Name: William Richards
Date of birth: 1749
Date of death: 1818
Parent: Henry Richards
Gender: Male
Occupation: General Baptist minister, theological and political controversialist, and antiquary
Area of activity: History and Culture; Politics, Government and Political Movements; Religion
Author: Robert Thomas Jenkins

Born about the end of 1749 at Pen-rhydd, Pembrokeshire, near Cardigan. His parents were Baptists, the father (Henry) a member of Rhydwilym, and the mother of Cilfowyr. Their son was baptized (1769) at Rhydwilym; but in 1758 the family had removed to Pen-coed, Meidrym, Carmarthenshire, and it was Henry Richards who sold the land for building Salem Baptist chapel near Meidrym (1769); in that chapel (1773) William Richards began preaching. As a child he had little schooling, but in 1775 he entered the Baptist Academy at Bristol and was there for one year only. He was settled as pastor at Pershore in 1775, but removed in 1776 to King's Lynn, where he spent the rest of his life, apart from fairly frequent sojourns in his homeland - notably during an illness which lasted from September 1795 till March 1798, and again when from the end of 1799 till the beginning of 1802 he resided at Parc-Nest near Newcastle Emlyn. He was a fair classical scholar, and developed a vigorous English style, but none the less clung to his Welsh, as is proved by his scathing pamphlets in Welsh, not to mention his English-Welsh Dictionary (1798; the Welsh - English section was left in manuscript) - indeed, his 'Cambrian accent' aroused amusement among his English fellow-ministers. His ministry at Lynn was energetic for a long time, but after 1802 became little more than nominal. He abandoned Calvinism quite early, and later also Trinitarianism; yet he abjured the designation 'Unitarian', and seems rather to have been a Sabellian. But he never parted with baptism by immersion and 'close communion,' holding that the practice of the Early Church in both matters was forever binding upon Christians. Indeed, his interpretation of the whole history of the Church was that it was a process of deterioration from primitive Christian standards - see, e.g., his pamphlet The History of Antichrist (1784; Welsh version Llun Anghrist, 1790); his daily life was ordered by asceticism, and his charities frequently impoverished him. He first aroused public notice (1781) in debates on baptism, with English Independents; and from 1788 till 1791 he and Benjamin Evans of Dre-wen (1740 - 1821) contended in Welsh on this subject. It must be confessed that Richards, in his debates, would lose all self-control; his sufficiently prickly fellow-heretic Charles Lloyd could say of him that 'his irritability was incredible.'

Richards's political views resembled those of his friend M. J. Rhys. He greatly admired America, and left his library to Rhode Island University, which in its turn conferred a LL.D. degree upon him; he was a firm believer in the 'Madoc' legend. Though a hater of Popery, he pleaded for Catholic Emancipation. He welcomed the French Revolution, and defended it; hence his Reflections on French Atheism and English Christianity, 1794, and his Food for a Fast-day, 1795 (Welsh version, Ymborth ar Ddydd-Ympryd). He was considerably angered by the persecution of some West Wales Dissenters which followed the French landing at Fishguard in 1797, and although the Welsh pamphlet Cŵyn y Cystuddiedig, 1798, and its English version The Triumphs of Innocency are anonymous, nobody doubts that Richards was their author.

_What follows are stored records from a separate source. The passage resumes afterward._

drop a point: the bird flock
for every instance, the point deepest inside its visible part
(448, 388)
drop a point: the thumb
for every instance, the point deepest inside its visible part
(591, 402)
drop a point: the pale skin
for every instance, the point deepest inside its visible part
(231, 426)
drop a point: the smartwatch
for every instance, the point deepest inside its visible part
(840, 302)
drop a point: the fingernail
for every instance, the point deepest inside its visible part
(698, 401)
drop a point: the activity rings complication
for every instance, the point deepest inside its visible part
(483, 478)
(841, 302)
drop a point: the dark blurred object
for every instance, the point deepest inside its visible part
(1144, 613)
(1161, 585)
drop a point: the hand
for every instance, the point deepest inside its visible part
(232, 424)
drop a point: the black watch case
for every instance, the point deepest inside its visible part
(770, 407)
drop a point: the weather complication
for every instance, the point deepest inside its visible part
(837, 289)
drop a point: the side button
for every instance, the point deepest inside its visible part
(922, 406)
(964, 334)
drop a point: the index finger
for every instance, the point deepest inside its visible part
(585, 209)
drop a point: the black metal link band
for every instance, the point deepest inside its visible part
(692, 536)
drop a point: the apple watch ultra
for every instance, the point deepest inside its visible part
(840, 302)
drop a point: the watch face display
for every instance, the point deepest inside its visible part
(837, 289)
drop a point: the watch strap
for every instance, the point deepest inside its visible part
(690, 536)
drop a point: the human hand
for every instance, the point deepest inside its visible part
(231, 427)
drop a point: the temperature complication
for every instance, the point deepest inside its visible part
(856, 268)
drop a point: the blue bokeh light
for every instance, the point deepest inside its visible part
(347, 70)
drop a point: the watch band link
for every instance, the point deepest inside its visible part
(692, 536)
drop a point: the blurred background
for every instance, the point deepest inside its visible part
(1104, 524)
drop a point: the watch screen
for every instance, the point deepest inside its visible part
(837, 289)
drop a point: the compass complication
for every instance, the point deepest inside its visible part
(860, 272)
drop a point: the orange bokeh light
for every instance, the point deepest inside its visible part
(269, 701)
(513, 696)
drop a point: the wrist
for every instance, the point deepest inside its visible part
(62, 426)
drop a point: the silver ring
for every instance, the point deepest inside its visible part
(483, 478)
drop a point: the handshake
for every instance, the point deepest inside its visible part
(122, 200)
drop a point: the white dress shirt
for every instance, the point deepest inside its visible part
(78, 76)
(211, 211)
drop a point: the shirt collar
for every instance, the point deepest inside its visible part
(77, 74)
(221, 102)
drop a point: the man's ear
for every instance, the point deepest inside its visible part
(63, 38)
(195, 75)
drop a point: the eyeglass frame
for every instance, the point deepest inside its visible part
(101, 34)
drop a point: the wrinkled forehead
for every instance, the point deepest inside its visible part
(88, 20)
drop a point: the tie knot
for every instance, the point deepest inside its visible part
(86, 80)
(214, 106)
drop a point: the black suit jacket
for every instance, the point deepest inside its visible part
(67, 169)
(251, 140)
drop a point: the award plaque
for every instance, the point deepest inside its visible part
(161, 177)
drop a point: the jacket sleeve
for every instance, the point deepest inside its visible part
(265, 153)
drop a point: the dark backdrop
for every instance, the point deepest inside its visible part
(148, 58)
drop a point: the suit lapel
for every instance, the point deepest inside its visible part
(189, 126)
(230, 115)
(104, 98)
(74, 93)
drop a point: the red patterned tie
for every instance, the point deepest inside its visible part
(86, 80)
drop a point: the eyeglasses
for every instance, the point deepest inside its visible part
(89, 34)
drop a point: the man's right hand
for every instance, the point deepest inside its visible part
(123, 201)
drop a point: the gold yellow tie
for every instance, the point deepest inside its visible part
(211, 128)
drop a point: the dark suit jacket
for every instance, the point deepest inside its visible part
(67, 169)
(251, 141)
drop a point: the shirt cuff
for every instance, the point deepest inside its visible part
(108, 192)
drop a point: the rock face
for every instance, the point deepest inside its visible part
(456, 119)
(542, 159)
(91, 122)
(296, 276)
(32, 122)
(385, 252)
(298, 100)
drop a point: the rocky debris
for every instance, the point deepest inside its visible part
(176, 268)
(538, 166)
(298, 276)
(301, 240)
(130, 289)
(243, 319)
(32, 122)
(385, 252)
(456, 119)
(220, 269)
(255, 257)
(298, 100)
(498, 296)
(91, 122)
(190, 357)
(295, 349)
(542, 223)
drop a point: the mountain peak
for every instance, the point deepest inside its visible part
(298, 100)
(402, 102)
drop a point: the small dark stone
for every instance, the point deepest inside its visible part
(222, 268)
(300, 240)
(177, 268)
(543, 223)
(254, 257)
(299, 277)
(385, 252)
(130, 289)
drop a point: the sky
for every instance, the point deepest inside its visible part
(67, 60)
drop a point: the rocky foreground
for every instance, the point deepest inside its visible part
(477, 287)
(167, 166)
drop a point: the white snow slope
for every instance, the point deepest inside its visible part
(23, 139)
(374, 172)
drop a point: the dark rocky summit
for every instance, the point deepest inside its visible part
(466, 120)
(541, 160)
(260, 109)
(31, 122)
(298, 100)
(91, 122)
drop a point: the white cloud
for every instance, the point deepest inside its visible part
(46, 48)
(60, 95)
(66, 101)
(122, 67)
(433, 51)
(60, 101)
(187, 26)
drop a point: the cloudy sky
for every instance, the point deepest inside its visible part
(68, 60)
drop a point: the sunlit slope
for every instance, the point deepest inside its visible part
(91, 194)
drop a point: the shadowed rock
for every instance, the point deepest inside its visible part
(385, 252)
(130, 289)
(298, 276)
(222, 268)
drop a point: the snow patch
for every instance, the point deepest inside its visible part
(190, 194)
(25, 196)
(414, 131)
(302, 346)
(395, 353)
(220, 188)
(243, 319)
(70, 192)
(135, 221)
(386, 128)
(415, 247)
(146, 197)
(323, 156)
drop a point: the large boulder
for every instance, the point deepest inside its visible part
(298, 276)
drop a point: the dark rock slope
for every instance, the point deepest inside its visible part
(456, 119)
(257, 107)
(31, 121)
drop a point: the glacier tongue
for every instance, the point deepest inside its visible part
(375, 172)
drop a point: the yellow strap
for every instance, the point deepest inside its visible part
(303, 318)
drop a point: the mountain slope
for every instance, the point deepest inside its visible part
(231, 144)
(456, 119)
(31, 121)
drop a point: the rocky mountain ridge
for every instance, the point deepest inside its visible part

Before and after the West Wales Baptist schism of 1799, Richards rushed into the fray, against Calvinism and against the 'Methodistical' and revivalistic tendencies of the Particular Baptist leaders. He poured forth a series of 'Occasional Leaflets' (Papurynnau Achlysurol); these are now very scarce. His chief opponents were Evan Jones (1777 - 1819) of Cardigan and Joseph Harris (Gomer); the pamphlets, on both sides, are scurrilous and even libellous. After the death of his wife (a daughter of Maneian-fawr farm near Parc-Nest) in 1805, Richards was long a hermit. In these years he published his History of Lynn (2 vols., 1812), which is well spoken of, and his biographical and historical articles in the Monthly Repository - afterwards published in volume form, The Welsh Nonconformists's Memorial, 1820. Only a few cronies were admitted to his company in his last years. He died 13 September 1818.